The final step is to check the continuity of \(H: A(f) \rightarrow A(g).\) Remark, first of all, that if H is continuous in f(x) then H is continuous in \(x \in A(f);\) in fact let \(z_i \rightarrow x, \ z_i \in A(f);\) since f is continuous, \(f(z_i) \rightarrow f(x)\) and the fact that H is continuous at f(x) implies \(Hf(z_i) \rightarrow Hf(x)\) that is \(gH(z_i) \rightarrow g H(x) .\) But \(H(z_i) \in A(g), \ H(x) \in A(g)\) and g is reversible, then, \(H(z_i) \rightarrow H(x).\) Given, now, \(x \in A(f),\) it is clear that \(x \in A(f) \cap W^s(P_k)\) for some \(P_k \in Per(f);\) it is sufficient to verify the continuity of H at the points x of a neighborhood of \(P_k\) in \(A(f) \cap W^s(P).\) If \(P_k\) is a source or a sink the continuity is trivial.
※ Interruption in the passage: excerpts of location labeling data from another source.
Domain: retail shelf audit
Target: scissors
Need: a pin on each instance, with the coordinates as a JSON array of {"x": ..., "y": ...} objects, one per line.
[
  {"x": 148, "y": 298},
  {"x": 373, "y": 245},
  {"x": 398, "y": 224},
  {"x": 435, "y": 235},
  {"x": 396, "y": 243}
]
Assume \(P_k\) is a saddle and let \(x_n \rightarrow x, \ x_n \in {\mathscr {F}}^{u}_{x_n}(P_k)\) and \(x \in {\mathscr {F}}^{ u}_x(P_k), \ { \mathscr {F}}^{ \ u}(P_k)\) being the global unstable foliation at \(P_k\) above considered. But, by the definition of \(H= h_2 \cup h_3 \cup \dots\) and by the constructions of the maps \(h_k,\) we see that the set of accumulation points of \(\{H(x_n)\}\) is contained in \(LW^s(P_k^* ; g)\) and \(H(x_n) \in { \mathscr {F}}^{\ u^*}_{h_k(x_n)}(P^*_k), \ {\mathscr {F}}^{ \ u^*}(P^*_k)\) being the global unstable foliation at \(P^*_k\). Then \(H(x_n) \rightarrow { \mathscr {F}}^{ \ u^*}_{h_k(x_n)}(P^*_k) \cap LW^s(P^*_k ; g) = h_k(x) = H(x)\) proving the continuity of H. Similarly, \(H^{-1}\) is also continuous and the proof is complete.

Corollary 5.4

([12, 15]). Let B be a compact manifold and \(Diff^r(B)\) the set of all \(C^r\)-diffeormorphisms of \(B, \ r \ge 1.\) Then the Morse-Smale diffeomorphisms of \(Diff^r(B)\) are stable and form an open set.

Proof

Rermark that \(Diff^r (B)\) satisfies the conditions to be a \(KC^r(B,B) \subset C^r(B,B).\) In fact \(A(f) = B\) for all \(f \in Diff^r(B)\) and the reversibility is trivial. The result follows from Theorem 5.3.

Theorem 5.5

Let \(KC^r (B, B)\) be the subspace S, set of flow maps of all analytic \(RFDE \ F \in \mathfrak {X}^r, \ r \ge 1,\) defined on an analytic compact manifold M. The Morse-Smale maps f of S are stable relatively to A(f) and form an open set in S.

Proof

Follows from Remark 3.13, Theorems 4.12 and 5.3.